Doctoral Committee Chair(s):Colomb, Gregory
Department / Program:English
Degree Granting Institution:University of Illinois at Urbana-Champaign
Subject(s):Speech Communication
Language, General
Mass Communications
Abstract:"A War of Words in the Discourse of Trade: A Case Study of Metaphor" challenges basic assumptions that have shaped the study of metaphor from Aristotle to the present. Metaphor has been studied almost exclusively from the point of view of classical rhetoric or twentieth-century linguistics, both of which treat it as a discrete phenomenon. The need to study metaphor in isolation plagues even the best of the new cognitive studies, which--even while recognizing widespread metaphoric patterns--often distill metaphor into the traditional abstraction A is B. This thesis argues that metaphor functions not in isolation, but as an integral part of a larger discursive environment; thus we cannot understand it without considering it as part of a broad range of writing and talk. In order to examine metaphor as it functions concretely, this thesis examines a particularly complex and productive cluster of metaphors grouped under the name sc TRADE IS WAR. It considers sc TRADE IS WAR as it is used in the mainstream press, in trade and academic publications, in current popular fiction, in historical economic commentary, and in a series of eight focus groups composed of a variety of business and non-business people.
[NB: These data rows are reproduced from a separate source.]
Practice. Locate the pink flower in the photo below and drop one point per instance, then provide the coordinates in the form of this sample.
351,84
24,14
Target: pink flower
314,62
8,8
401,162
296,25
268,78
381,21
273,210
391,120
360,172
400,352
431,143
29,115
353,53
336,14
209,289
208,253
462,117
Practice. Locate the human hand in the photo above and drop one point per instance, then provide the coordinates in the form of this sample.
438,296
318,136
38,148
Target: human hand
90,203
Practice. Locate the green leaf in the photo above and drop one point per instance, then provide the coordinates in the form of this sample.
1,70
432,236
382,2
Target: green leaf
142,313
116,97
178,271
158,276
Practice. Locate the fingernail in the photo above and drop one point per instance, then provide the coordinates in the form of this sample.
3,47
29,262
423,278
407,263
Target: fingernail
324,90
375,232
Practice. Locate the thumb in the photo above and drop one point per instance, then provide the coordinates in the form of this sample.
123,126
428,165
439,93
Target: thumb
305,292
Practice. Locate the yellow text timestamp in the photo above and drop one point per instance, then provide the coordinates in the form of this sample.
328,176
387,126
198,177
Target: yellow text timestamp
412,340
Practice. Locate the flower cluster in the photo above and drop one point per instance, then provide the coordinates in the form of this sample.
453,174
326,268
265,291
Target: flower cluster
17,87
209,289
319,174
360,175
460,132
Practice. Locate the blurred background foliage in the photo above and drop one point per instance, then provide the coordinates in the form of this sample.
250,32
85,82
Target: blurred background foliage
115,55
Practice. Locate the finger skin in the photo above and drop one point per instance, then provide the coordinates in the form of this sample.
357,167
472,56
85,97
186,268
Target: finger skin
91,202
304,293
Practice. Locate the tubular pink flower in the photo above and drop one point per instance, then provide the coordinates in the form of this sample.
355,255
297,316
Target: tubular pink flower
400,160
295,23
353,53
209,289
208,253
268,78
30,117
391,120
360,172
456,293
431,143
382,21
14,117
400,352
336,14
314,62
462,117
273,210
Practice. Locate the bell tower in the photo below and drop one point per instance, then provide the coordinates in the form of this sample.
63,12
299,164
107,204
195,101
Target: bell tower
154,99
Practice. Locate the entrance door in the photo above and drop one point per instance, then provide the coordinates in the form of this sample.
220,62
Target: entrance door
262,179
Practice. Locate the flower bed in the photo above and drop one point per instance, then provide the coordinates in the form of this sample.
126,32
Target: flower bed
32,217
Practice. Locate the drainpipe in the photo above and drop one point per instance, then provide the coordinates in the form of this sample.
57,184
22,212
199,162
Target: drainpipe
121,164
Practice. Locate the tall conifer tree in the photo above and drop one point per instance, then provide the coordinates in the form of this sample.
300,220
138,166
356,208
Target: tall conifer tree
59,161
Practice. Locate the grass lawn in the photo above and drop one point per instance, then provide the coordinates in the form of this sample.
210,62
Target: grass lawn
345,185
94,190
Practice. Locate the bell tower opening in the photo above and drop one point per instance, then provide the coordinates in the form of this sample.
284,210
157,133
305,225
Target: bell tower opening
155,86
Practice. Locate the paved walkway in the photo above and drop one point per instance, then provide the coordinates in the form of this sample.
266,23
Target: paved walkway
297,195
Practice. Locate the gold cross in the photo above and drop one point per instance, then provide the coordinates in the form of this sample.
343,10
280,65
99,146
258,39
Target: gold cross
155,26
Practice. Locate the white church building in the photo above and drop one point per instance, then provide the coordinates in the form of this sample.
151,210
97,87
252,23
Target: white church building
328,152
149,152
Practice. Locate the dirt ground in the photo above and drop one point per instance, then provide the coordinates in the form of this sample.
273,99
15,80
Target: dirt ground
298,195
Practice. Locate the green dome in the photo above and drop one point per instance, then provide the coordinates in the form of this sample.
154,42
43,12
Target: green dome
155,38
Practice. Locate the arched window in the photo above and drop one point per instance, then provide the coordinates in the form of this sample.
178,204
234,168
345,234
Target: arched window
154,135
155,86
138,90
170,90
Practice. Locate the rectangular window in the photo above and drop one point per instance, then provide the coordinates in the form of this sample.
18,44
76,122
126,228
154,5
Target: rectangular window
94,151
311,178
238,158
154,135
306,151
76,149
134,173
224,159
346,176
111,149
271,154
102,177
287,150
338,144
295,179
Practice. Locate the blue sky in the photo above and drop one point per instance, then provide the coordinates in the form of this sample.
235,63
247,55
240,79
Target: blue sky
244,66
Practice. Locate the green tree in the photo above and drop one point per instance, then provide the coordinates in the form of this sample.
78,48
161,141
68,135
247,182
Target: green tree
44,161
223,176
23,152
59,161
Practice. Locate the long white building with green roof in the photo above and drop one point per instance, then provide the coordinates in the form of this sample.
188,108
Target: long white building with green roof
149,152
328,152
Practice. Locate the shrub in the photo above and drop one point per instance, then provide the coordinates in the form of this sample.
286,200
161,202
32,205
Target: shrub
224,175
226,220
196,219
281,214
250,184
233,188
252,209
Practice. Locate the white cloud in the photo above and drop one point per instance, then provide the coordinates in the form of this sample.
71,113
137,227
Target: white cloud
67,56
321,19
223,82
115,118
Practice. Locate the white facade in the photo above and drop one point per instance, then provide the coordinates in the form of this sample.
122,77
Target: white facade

The data reveal that metaphors compete and converse with each other and that this conversation is always inflected by politics, by philosophy, by ethics, by cultural myths--in short, by the whole of our cultural and conceptual repertoire. Tracing the various movements of sc TRADE IS WAR, the thesis shows that metaphor's discursive environment exerts a crucial force over what theorists since Aristotle have assumed to be independent linguistic micro-systems. Furthermore, it argues that metaphor is understood and deployed in close relation to what the thesis calls licensing stories. These licensing stories are integral to our cognitive and social construction of the world. Therefore, they apply a guiding influence when we endorse, reject, acknowledge and negotiate metaphors.
Issue Date:1996
Rights Information:Copyright 1996 Eubanks, Philip E.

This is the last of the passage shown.